Scoring was done using the BLEU (Bilingual Evaluation Understudy) metric. This is an algorithm created for evaluating the quality of machine translated text. This is done by using a modified form of precision to compare a produced translation against a set of reference translations. This metric tends to correlate well with human judgement across a corpus, but performs badly if used to evaluate individual sentences. More information can be found in the BLEU paper and the wikipedia article. These resources both state that the BLEU score is a number between 0 and 1, with closer to 1 corresponding to a better translation. The LSTM paper reports scores greater than 1, so it is not clear from the paper itself how this score is being measured, as well as what a so called 'perfect' score would be.

### Results

The resulting LSTM neural networks outperformed standard Statistical Machine Translation (SMT) with a BLEU score of 34.8 against 33.3 and with certain heuristics or modification, was very close to matching the best performing system. Additionally, it could recognize sentences in both active and passive voice as being similar.

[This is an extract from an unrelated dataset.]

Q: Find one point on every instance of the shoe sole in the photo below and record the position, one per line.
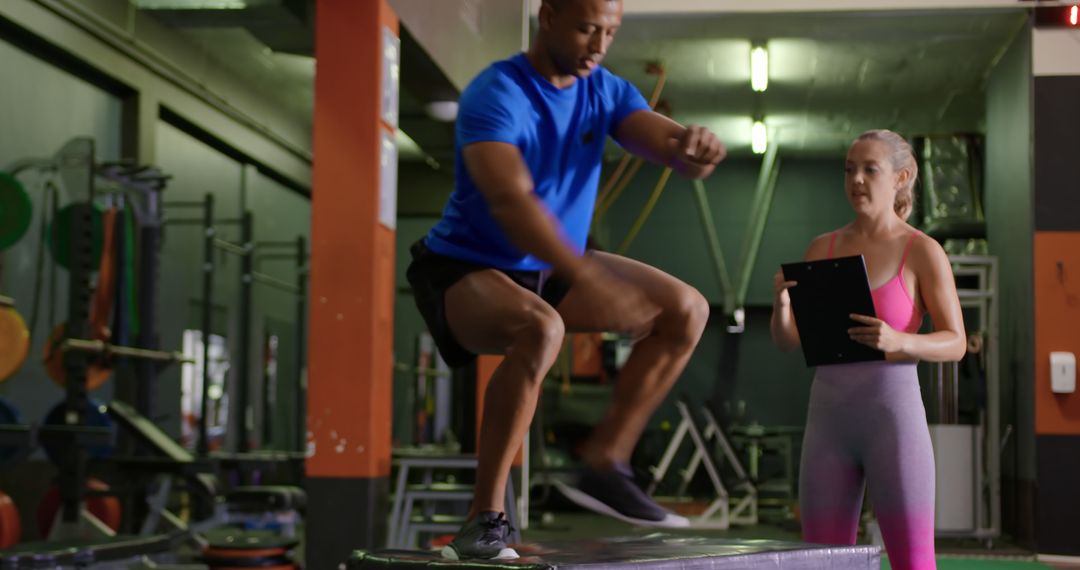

Active Voice: I ate an apple.

Passive Voice: The apple was eaten by me.

An interesting result is the fact that reversing the source sentences (not test sentences) improved the long sentence decoding, which in turn increased the BLEU score from 25.9 to 30.6. While the authors do not have a complete explanation, they theorize the improvement in performance is due to the introduction of many short term dependencies to the data-set, by reversing the source sentences they minimize the time lag between the end of the source and the start of the target sentence. This reduction in the time lag is what the authors believe help the LSTM architecture establish a link between source and target and utilize the memory feature of the network better.

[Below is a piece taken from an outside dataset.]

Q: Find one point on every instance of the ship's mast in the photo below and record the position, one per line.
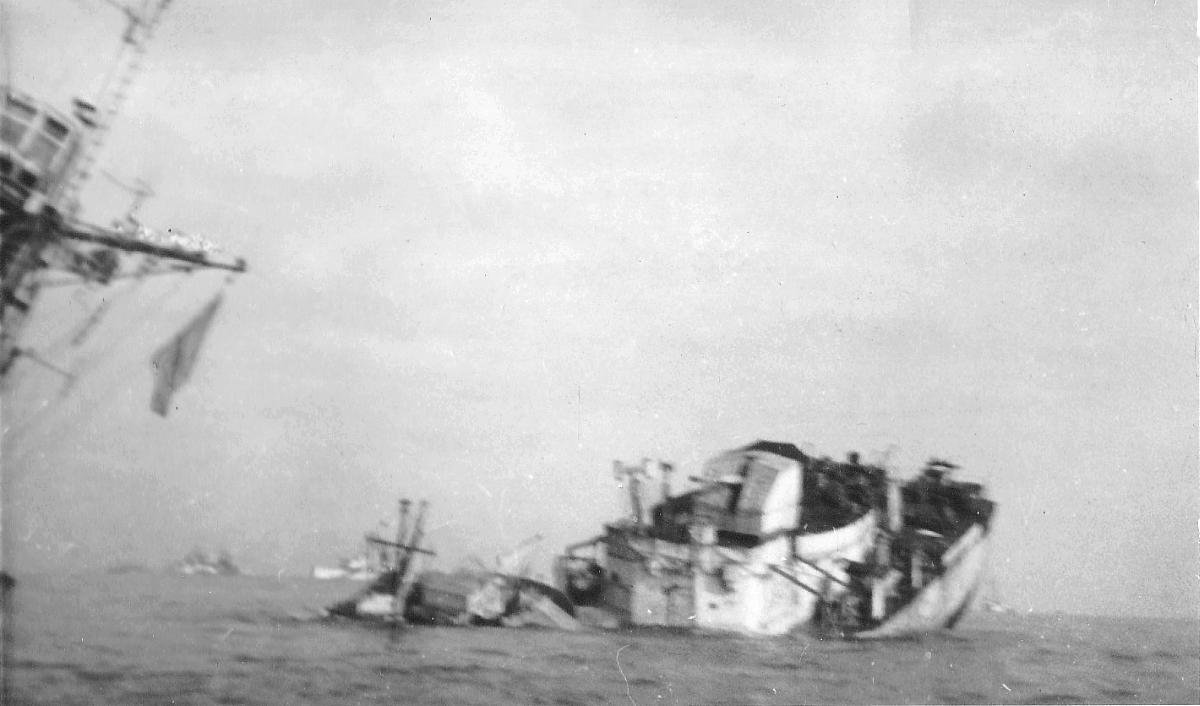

For example, let "I saw the man" be the source sentence, "with the binoculars" be the target sentence, if we concatenate both source and target sentences we have "I saw the man with the binoculars". By reversing the source sentence ("man the saw I") the subject "man" is now closer to the context target "binoculars", compared to if the source sentence is not reversed.

In summary the LSTM method has proven to be quite capable of translating long sentences despite potentially long delay between input time steps. However, it still falls short of [Edinburgh's specialised statistical model http://www.statmt.org/OSMOSES/sysdesc.pdf].

# Source

Sutskever, I. Vinyals, O. & Le. Q. V. Sequence to sequence learning with neural networks. In Proc. Advances in Neural Information Processing Systems 27 3104–3112 (2014).